Cette double crainte de la multitude est prégnante dans l’oeuvre de Spinoza comme l’a judicieusement rappelé E Balibar.
Ce film bien qu’ancré dans la réalité des banlieues françaises est un conte. Car il s’agit d’enfants, car la scène de la cage d’escalier, très bien construite, bénéficie cependant de circonstances qu’évoque une histoire inventée. Et là réside son message, son essence, que l’état démocratique n ‘est que l’émanation de la multitude et que sa force n’a pour seule légitimité et origine, la puissance d’agir de la multitude.
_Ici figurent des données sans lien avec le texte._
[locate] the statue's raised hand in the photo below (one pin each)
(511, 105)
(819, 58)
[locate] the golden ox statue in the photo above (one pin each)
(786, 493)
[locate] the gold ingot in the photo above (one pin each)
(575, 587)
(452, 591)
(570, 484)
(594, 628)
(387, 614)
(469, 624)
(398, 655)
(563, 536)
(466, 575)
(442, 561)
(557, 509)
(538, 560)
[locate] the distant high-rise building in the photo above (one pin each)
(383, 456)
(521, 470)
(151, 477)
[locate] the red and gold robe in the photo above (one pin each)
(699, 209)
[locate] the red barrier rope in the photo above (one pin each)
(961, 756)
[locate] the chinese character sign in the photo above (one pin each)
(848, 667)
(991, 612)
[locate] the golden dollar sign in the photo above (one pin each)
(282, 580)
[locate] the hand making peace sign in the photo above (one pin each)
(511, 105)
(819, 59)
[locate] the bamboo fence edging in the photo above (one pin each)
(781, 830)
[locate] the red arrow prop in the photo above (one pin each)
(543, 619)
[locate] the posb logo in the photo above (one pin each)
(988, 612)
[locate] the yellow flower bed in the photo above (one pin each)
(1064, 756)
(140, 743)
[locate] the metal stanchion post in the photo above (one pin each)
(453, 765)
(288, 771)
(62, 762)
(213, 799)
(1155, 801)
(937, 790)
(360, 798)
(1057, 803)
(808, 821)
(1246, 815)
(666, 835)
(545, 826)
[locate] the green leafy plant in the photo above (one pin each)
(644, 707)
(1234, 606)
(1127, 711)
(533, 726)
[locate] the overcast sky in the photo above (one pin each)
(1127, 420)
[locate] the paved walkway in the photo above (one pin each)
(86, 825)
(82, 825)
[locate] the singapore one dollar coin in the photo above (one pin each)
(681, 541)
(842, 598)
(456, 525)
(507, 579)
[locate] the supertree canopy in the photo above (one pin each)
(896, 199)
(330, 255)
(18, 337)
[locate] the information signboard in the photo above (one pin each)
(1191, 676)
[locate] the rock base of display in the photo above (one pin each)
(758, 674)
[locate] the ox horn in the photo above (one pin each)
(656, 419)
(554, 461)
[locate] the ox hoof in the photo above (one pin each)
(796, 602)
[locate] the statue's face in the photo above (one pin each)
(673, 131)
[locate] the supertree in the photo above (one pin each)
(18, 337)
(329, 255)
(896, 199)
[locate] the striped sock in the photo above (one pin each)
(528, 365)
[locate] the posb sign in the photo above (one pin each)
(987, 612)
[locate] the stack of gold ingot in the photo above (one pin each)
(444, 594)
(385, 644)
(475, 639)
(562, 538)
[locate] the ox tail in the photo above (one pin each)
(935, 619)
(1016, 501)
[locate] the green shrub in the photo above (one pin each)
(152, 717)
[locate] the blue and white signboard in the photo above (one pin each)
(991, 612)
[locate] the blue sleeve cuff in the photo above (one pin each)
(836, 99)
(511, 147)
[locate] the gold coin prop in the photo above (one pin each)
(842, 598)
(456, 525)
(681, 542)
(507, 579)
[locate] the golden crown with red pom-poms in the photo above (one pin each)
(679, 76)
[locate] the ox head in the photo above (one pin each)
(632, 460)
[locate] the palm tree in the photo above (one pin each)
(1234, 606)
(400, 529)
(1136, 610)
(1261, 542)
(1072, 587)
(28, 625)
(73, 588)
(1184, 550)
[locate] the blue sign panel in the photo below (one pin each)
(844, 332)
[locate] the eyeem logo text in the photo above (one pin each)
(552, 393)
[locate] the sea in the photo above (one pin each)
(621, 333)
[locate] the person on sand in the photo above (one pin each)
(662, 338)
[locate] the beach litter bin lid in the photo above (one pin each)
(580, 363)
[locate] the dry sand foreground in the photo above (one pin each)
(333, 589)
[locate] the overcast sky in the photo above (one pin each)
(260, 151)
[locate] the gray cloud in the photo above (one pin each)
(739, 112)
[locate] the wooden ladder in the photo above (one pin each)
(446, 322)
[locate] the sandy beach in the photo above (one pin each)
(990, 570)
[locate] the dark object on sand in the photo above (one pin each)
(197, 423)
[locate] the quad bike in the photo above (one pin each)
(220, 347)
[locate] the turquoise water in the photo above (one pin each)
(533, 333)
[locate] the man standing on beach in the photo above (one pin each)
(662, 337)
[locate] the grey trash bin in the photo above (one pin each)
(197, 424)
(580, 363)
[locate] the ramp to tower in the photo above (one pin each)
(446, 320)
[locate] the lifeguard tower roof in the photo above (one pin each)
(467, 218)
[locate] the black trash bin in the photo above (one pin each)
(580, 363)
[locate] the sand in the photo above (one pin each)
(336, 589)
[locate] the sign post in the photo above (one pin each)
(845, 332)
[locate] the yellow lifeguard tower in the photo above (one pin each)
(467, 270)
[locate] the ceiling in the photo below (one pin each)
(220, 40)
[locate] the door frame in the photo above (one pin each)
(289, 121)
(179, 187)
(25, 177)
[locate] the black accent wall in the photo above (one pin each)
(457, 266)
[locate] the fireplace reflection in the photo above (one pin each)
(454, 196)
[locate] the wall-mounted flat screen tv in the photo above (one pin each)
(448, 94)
Ce décalage observé entre la force de l’état et la puissance d’agir de la multitude traduit l’absence de démocratie qui règne à Montfermeil et probablement sur l’ensemble du territoire français.
Ce conte n’est définitivement pas hugolien, mais aux travers des références à Victor Hugo, il actualise au XXIe le sentiment de révolte et d’injustice que pouvait ressentir l’auteur des Misérables face à la situation du bas peuple en France. Ladj Ly aurait pu exhumer une autre citation du verbe hugolien plus à propos à la fin de son film: « Quand la foule regarde les riches avec ces yeux-là, ce ne sont pas des pensées qu’il y a dans tous les cerveaux, ce sont des événements. » On imagine alors Victor Hugo citer du Spinoza. Il est là, probablement, le sens des révoltes à venir.